00:00Fake footage allegedly shows Zelensky's friendship with Jeffrey Epstein
00:08Social media users are sharing these AI-generated images, falsely claiming that they're from
00:14security camera footage of Ukraine's President Volodymyr Zelensky with convicted sex offender
00:19Jeffrey Epstein. In the pictures we can see a figure resembling Zelensky shaking hands and
00:24talking with Epstein, with the captions alleging that the two were close and met each other in
00:28intimate non-public settings on the disgraced financier's private island. However, there's
00:33plenty of evidence to prove that the images are fake. Firstly, we ran them through Google's
00:38AI platform Gemini, which detected a Synth ID on the image. This is an invisible watermark
00:44developed by Google which shows that all or part of the content was created or modified
00:48using Google's AI tools. The images are also grainy and low quality, which is typical of
00:53AI-generated content that tries to hide inconsistencies and mimic security camera footage.

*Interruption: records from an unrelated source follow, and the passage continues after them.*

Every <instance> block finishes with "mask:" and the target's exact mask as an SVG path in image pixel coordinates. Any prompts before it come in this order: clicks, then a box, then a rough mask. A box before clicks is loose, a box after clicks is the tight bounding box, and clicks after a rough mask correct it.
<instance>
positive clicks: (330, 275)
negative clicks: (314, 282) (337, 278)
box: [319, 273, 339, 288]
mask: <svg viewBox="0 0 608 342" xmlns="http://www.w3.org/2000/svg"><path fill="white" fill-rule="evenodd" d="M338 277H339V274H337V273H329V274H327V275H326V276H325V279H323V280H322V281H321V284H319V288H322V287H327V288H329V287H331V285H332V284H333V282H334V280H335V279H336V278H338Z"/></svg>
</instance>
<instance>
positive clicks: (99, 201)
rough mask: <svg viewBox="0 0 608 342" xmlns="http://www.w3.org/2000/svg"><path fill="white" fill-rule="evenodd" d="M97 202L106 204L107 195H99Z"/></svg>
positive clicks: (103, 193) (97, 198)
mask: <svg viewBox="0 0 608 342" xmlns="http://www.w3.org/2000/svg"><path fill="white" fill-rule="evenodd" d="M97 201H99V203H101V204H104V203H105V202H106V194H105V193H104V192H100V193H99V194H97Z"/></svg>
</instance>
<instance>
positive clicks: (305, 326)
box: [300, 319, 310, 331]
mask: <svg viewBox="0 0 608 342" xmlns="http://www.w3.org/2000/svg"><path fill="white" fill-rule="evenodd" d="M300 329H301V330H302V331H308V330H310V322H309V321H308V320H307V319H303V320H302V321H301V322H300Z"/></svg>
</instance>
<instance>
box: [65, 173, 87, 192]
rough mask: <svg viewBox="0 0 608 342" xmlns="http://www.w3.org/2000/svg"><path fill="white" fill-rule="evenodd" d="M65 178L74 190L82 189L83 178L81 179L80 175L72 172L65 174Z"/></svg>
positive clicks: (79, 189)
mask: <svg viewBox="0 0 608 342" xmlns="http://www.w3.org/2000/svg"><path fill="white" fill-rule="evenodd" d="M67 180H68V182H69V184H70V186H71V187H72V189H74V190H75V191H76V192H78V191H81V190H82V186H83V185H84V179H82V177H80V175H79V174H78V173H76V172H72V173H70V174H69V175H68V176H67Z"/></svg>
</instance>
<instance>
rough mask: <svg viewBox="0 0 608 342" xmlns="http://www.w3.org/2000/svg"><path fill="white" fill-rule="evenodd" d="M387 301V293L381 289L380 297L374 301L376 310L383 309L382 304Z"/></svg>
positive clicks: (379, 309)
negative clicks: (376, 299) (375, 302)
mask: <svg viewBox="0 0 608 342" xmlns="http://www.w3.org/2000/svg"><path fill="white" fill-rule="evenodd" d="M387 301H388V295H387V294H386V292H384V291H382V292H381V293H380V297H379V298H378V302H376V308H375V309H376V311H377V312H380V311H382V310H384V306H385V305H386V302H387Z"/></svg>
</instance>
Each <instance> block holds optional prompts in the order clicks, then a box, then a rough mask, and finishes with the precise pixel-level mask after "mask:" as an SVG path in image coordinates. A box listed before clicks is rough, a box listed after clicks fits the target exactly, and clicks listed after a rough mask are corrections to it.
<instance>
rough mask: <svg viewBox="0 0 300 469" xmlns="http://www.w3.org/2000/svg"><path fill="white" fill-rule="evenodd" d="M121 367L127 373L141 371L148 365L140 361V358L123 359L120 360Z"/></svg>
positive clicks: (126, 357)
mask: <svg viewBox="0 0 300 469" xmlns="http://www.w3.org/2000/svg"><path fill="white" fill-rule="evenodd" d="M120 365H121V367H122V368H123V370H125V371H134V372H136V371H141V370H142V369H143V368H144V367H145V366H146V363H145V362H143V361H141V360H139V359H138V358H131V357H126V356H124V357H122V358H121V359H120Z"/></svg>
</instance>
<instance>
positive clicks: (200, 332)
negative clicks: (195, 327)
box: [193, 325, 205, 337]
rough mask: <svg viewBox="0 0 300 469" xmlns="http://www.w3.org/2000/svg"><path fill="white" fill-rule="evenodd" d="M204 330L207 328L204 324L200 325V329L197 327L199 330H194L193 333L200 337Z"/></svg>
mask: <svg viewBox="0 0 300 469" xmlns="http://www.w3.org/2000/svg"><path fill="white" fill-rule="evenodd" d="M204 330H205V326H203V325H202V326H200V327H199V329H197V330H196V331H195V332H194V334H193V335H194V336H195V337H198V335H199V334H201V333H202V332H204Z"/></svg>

00:59Additionally, the timeline doesn't add up. The pictures show Zelensky as he has appeared
01:03since the start of Russia's full-scale invasion of Ukraine in early 2022. But Epstein died in
01:09August 2019, only a few months after Zelensky became President. There's no credible evidence
01:15that the two ever met. The cube has trawled through the Epstein files, the latest tranche of
01:19which was released in January. And while Zelensky's name does appear in them, it's only in the
01:24context of news reports or the 2019 elections that saw him become President. This isn't the
01:29first time that false claims have tried to link Zelensky and Epstein. Other fact-checkers have
01:33debunked previous instances where pro-Russian telegram channels spread false narratives of a
01:38connection between Zelensky, Epstein and human trafficking. Following the release of the latest
01:43files, other European politicians were falsely labeled as having links to Epstein, including France's
01:48president Emmanuel Macron and the leader of the British far-right party ReformUK, Nigel Farage.